The distribution across 2024, 2025 (two notices), and 2026 (one notice) indicates that the employment disruption is not a temporary phenomenon but reflects sustained pressure on Superior's primary industries. Companies typically delay WARN notice filing until workforce reductions are imminent, meaning that notices scheduled for 2026 reflect decisions already made or nearly finalized. The continuation of notices into 2026 suggests that Superior's employers view current market conditions as persistently challenging rather than cyclically temporary.

Local Economic Implications

For Superior's local economy, 474 displaced workers represent not merely job losses but consumption reduction, tax base erosion, and potential downstream effects on retail, housing, and municipal services. A city of 27,000 supporting approximately 13,500 employed residents experiences 3.5 percent workforce displacement when all WARN notices are aggregated. In concentrated sectors, the impact deepens dramatically—the loss of FeraDyne's 226 workers from manufacturing likely affects supply chain vendors, logistics providers, and local commercial activity.

The YMCA's 112-worker reduction proves particularly damaging to community social capital. The YMCA operates not merely as a recreational facility but as a social anchor institution serving families across income levels. Significant employment reductions typically precede service curtailments, reduced programming hours, and membership fee increases—outcomes that further depress community economic activity and quality of life, particularly for lower-income households dependent on affordable recreation access.
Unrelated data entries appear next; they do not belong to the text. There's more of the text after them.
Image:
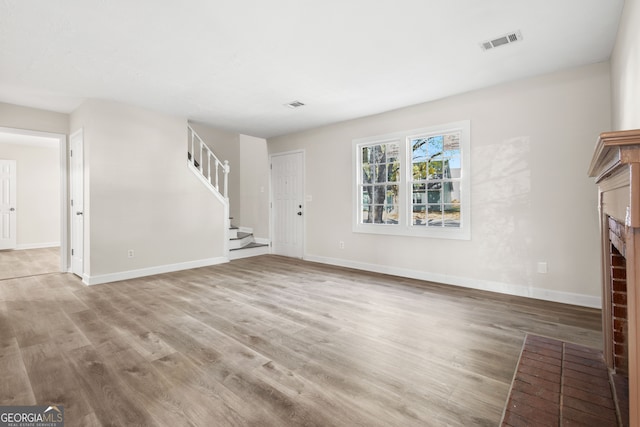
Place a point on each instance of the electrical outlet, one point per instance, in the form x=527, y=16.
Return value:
x=542, y=267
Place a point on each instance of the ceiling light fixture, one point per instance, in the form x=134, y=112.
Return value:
x=502, y=40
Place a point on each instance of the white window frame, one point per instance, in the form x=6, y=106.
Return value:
x=404, y=226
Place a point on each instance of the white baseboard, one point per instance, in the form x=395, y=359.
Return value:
x=37, y=245
x=150, y=271
x=485, y=285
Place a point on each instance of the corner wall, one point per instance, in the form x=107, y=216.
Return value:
x=531, y=198
x=141, y=195
x=625, y=70
x=254, y=185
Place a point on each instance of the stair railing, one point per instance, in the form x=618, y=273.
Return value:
x=211, y=169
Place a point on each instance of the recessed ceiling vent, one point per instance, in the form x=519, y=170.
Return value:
x=295, y=104
x=502, y=40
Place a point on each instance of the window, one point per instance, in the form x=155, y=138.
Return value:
x=414, y=182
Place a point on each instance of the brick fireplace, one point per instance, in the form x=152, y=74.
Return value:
x=616, y=168
x=618, y=276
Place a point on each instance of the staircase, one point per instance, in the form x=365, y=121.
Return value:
x=240, y=242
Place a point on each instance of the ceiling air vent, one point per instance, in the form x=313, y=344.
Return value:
x=502, y=40
x=295, y=104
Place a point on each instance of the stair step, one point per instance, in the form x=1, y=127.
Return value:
x=251, y=245
x=253, y=249
x=241, y=235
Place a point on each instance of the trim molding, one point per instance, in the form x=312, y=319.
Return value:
x=37, y=245
x=466, y=282
x=150, y=271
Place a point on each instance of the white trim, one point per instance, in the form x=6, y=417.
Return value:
x=466, y=282
x=150, y=271
x=304, y=196
x=263, y=240
x=37, y=246
x=404, y=226
x=62, y=147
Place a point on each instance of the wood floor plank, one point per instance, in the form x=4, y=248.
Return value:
x=270, y=341
x=52, y=380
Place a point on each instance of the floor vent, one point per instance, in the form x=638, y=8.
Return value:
x=502, y=40
x=294, y=104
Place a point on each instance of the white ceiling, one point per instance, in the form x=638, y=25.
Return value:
x=234, y=63
x=28, y=138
Superior's labor market faces structural headwinds. The insured unemployment rate in Wisconsin stands at 1.08 percent as of early April 2026, suggesting tight labor market conditions at the state level despite recent volatility. However, this state-level tightness masks localized slack in Superior, where displaced manufacturing and nonprofit workers may lack regional alternatives matching their previous compensation and occupational specialization. The absence of diversified high-growth sectors in Superior limits displaced workers' ability to transition horizontally into emerging industries, creating risk of underemployment, out-migration, or extended joblessness.
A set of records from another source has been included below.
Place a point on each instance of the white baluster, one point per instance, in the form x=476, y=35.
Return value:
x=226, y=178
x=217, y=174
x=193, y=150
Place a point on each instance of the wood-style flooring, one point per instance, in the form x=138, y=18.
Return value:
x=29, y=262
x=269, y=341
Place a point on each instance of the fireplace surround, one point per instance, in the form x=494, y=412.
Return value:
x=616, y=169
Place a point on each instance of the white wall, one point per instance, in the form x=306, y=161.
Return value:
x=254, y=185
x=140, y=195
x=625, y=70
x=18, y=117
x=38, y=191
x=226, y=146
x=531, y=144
Regional Context and Wisconsin Comparisons

Wisconsin's insured unemployment rate of 1.08 percent places the state meaningfully below the national rate of 1.26 percent, indicating relatively resilient labor market conditions at the state level. However, Wisconsin's four-week trend in initial jobless claims shows volatility, rising 14.2 percent over the recent measurement period while declining 50 percent year-over-year. This suggests that the state experienced substantially elevated layoff activity in early 2025 that has since moderated, though current claims remain elevated relative to recent weeks.

Superior's layoff concentration stands in contrast to this broader state stability. While Wisconsin as a whole absorbs layoffs across numerous metropolitan areas and industries, Superior lacks the economic diversification buffering larger cities like Milwaukee or Madison. The state's strong H-1B employment in technology sectors, particularly through employers like Infosys, Capgemini, and Tata Consultancy Services, occurs almost entirely outside Wisconsin's smaller regional centers like Superior. Superior's displacement therefore occurs in low-tech manufacturing and nonprofit services—precisely the sectors least capable of rapid workforce reabsorption.

Superior's manufacturing-dependent economy faces secular headwinds diverging from Wisconsin's mixed performance. While Wisconsin maintains pockets of technology employment and diverse service sectors, Superior's specialization in outdoor recreational equipment and hydraulic manufacturing creates outsized vulnerability to sector-specific demand shocks and automation. The state's technological employment gains and relatively low unemployment mask significant regional distress within smaller industrial cities.